Bianca le Samedi 23 Février 2019 à 16:35

Les César ont été décernés ce vendredi et si notre favori Pierre Salvadori n’a pas été primé, la Corse n'en reste pas moins une terre de cinéma où le 7e art est en plein essor. Cette semaine, Bianca propose nouveau lieu de tournage, en vue des Césars 2020…



Théâtre d’une vie latine contemporaine par excellence, où histoires et communautés se croisent, le train de Corse, appelé aussi Micheline ou Trinichellu, semble un lieu parfait de cinéma. Court métrage, documentaire ou docu-fiction, film d’action ou film d’auteur de plusieurs heures (pensée particulière pour les usagers du Calvi-Ajaccio), tous les éléments photographiques et ethnographiques sont réunis pour faire un portrait nustrale cinématographique respectant même la règle des trois unités de temps, de lieu et d’action. On traverse les wagons comme on traverse une œuvre. En voici la preuve…

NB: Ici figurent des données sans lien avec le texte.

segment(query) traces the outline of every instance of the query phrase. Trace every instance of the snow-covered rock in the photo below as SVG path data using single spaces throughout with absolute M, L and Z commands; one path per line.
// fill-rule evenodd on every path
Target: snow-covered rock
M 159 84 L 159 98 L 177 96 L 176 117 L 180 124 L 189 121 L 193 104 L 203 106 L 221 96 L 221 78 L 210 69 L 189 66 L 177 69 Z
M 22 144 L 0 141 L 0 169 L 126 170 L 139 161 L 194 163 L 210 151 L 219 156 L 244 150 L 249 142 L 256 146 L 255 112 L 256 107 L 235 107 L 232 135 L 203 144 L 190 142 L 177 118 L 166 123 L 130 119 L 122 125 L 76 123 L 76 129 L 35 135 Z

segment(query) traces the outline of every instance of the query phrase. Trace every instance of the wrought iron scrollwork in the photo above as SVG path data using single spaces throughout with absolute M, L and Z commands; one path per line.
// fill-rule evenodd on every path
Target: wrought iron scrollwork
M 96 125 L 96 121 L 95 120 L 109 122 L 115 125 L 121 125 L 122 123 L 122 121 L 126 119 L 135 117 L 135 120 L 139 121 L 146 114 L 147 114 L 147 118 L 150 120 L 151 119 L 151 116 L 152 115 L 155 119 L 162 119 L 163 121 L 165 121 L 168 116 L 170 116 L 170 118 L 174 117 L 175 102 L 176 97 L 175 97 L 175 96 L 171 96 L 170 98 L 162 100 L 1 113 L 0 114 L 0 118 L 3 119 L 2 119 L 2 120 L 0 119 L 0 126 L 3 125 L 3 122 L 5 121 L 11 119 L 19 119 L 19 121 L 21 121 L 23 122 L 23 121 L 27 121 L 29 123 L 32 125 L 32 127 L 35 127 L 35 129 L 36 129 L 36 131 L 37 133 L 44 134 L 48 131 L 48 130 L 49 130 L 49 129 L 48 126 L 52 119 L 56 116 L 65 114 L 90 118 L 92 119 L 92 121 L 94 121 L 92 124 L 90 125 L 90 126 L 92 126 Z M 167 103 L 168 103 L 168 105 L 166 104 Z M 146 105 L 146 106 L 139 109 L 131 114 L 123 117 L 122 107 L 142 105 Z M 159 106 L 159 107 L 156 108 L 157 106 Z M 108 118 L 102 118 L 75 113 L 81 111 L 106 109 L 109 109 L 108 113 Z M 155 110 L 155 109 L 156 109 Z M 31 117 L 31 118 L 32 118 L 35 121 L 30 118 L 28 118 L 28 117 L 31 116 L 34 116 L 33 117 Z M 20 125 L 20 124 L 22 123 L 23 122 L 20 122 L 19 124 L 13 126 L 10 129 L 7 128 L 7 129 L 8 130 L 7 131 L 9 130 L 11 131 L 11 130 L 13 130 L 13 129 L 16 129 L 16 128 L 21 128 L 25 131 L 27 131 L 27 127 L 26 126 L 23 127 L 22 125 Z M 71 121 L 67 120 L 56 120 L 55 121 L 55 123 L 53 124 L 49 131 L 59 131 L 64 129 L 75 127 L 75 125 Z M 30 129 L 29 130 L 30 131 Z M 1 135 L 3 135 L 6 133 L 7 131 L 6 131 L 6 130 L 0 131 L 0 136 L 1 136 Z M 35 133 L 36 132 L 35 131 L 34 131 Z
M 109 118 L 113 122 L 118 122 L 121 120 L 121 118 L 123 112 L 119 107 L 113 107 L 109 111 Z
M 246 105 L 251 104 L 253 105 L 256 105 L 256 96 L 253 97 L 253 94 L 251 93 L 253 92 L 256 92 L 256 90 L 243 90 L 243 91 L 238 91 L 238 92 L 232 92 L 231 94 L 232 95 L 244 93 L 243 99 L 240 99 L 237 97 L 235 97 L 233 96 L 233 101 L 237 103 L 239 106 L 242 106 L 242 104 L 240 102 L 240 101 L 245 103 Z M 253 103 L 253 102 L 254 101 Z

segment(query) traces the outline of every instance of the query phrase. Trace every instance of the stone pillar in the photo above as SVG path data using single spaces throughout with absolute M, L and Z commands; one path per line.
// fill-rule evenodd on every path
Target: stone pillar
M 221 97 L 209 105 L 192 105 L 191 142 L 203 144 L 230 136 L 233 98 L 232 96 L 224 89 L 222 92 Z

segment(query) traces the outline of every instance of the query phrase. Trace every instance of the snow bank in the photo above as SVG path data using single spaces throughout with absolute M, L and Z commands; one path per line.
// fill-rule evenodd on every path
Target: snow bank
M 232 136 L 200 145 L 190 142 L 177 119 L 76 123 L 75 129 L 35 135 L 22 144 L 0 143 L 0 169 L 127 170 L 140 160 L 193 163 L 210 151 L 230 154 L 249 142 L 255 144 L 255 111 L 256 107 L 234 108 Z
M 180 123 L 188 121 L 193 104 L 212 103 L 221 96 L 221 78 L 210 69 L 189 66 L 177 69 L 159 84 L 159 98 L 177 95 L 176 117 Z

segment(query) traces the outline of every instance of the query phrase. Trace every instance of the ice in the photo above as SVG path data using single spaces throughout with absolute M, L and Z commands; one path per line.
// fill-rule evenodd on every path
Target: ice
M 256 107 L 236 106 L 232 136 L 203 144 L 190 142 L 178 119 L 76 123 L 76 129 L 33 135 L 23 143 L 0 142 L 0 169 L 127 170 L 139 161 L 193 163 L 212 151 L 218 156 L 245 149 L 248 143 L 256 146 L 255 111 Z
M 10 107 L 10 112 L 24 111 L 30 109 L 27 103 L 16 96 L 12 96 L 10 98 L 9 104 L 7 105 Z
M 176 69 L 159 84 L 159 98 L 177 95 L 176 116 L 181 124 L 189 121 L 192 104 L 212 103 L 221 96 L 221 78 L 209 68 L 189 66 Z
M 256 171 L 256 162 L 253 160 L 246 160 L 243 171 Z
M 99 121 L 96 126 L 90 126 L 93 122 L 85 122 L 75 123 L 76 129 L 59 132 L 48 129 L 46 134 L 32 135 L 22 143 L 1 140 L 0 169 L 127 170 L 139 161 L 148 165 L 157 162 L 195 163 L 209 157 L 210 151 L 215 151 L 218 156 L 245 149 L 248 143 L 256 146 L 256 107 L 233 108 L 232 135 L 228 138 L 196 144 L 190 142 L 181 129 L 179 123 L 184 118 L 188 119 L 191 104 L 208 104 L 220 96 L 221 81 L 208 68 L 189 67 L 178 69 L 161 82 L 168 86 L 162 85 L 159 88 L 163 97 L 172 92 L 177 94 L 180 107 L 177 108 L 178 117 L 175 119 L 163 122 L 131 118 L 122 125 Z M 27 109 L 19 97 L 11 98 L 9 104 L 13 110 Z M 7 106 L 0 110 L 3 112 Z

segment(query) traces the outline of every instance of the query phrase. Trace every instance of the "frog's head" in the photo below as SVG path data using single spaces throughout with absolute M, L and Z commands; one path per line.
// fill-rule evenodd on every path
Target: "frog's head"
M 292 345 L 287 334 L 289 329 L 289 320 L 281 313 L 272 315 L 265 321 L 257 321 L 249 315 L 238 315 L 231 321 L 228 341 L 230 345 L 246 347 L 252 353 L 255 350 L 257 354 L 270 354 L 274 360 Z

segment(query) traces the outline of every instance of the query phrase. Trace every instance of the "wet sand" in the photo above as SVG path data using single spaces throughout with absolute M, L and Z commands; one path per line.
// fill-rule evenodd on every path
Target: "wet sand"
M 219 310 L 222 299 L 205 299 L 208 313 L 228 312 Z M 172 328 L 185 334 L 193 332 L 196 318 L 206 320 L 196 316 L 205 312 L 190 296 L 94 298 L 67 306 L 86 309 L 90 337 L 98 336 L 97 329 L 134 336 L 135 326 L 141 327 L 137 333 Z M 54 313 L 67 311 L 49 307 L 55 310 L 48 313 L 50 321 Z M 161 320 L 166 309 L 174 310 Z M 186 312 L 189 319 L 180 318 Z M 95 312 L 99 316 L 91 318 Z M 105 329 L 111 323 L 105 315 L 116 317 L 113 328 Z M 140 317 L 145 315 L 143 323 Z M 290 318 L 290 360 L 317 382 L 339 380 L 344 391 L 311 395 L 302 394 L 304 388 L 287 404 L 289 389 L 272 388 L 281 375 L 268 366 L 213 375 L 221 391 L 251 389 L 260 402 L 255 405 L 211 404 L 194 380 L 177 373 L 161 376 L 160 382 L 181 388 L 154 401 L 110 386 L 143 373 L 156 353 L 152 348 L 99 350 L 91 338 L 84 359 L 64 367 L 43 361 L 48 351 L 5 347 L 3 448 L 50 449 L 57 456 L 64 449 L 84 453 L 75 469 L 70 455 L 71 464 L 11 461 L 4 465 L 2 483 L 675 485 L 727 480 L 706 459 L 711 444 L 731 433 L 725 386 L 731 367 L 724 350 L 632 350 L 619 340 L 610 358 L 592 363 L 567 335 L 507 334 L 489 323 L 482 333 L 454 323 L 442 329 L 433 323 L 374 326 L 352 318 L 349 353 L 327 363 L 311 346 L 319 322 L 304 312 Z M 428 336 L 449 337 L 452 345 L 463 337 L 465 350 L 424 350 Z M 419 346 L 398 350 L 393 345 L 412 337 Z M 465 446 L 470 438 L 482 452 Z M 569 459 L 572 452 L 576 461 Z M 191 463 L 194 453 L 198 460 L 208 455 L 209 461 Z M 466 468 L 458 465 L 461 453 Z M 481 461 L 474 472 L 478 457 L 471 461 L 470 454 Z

Silence. Moteur. Action. Travelling avant
 
La Micheline, c’est l’œuvre qui mériterait bien un César, à commencer par ses personnages dont le jeu d’acteur frôle le réel.
Grimpez, vous verrez Hugo qui s’apprête à faire le GR20. Il explique à une passagère, qui, elle, rentre au village, qu’il n’a pas l’habitude de marcher mais qu’il fait beaucoup de hand-ball… (mais encore ?) Il ajoute qu’il a perdu son portable et espère trouver une boutique mobile à Calenzana, avant de partir. Và bè.  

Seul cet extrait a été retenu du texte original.